Incident data can help measure this, and help prompt teams to take proactive steps when readiness decreases.
Recent experience is readiness #
As the best preparation for incidents is practice, you can measure readiness by tracking how many of your team have responded to different types of incident over time.
Taking an example of this measured over the last 12 months for the incident.io team:
This chart shows how many people have led incidents, been assigned specific roles in those incidents, or just responded to incidents within the last 35 days.
By using a 35 day window to capture recency, we can use this measurement to track who is ready to take on a similar role should an incident happen now. It's great at uncovering periods when even very experienced responders have managed to avoid an incident for some time and might need retraining, or showing a decrease when tenured responders leave the company.
Other than a dip around Christmas due to a decrease in incidents, our numbers look quite healthy. We have about five people with recent experience of leading incidents in the last few months, which – for our team of 15 engineers – means we'll always have someone working who knows how to follow our processes.
But this isn't the whole story: it's easy to have a broad range of people who deal with typical incidents, and much harder to ensure a variety of people lead the more serious incidents.
Let's filter this for incidents where severity is Major and above, and focus on those who've lead incidents:
Despite us 4x'ing the team over the last year, the number of people responding to serious incidents is remaining the same.
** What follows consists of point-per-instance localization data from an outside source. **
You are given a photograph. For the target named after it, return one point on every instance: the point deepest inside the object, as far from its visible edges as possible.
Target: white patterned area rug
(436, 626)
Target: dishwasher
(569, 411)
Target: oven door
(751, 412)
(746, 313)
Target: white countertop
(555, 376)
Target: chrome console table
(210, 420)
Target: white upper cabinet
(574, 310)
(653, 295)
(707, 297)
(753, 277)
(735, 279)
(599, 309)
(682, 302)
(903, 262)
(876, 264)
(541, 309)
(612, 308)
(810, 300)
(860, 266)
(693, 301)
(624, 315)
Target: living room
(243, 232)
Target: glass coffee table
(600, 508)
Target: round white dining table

That implies we're not effectively growing the number of people who can deal with those incidents, which is a concern for us.
Proactive steps #
Now the numbers have shown only a small group of people have experience solving major incidents, we can take proactive action to improve the situation.
At incident.io, that means we've scheduled some Game Days where we'll simulate technical issues in our staging environments, responding just as we normally would for a real incident but using a test incident type. We'll make sure anyone without recent experience of major incidents participates in these drills, increasing the number of people trained to respond when the next incident appears.
Proactive training is a great way to reduce risk when tenured employees leave teams, or before launching new products.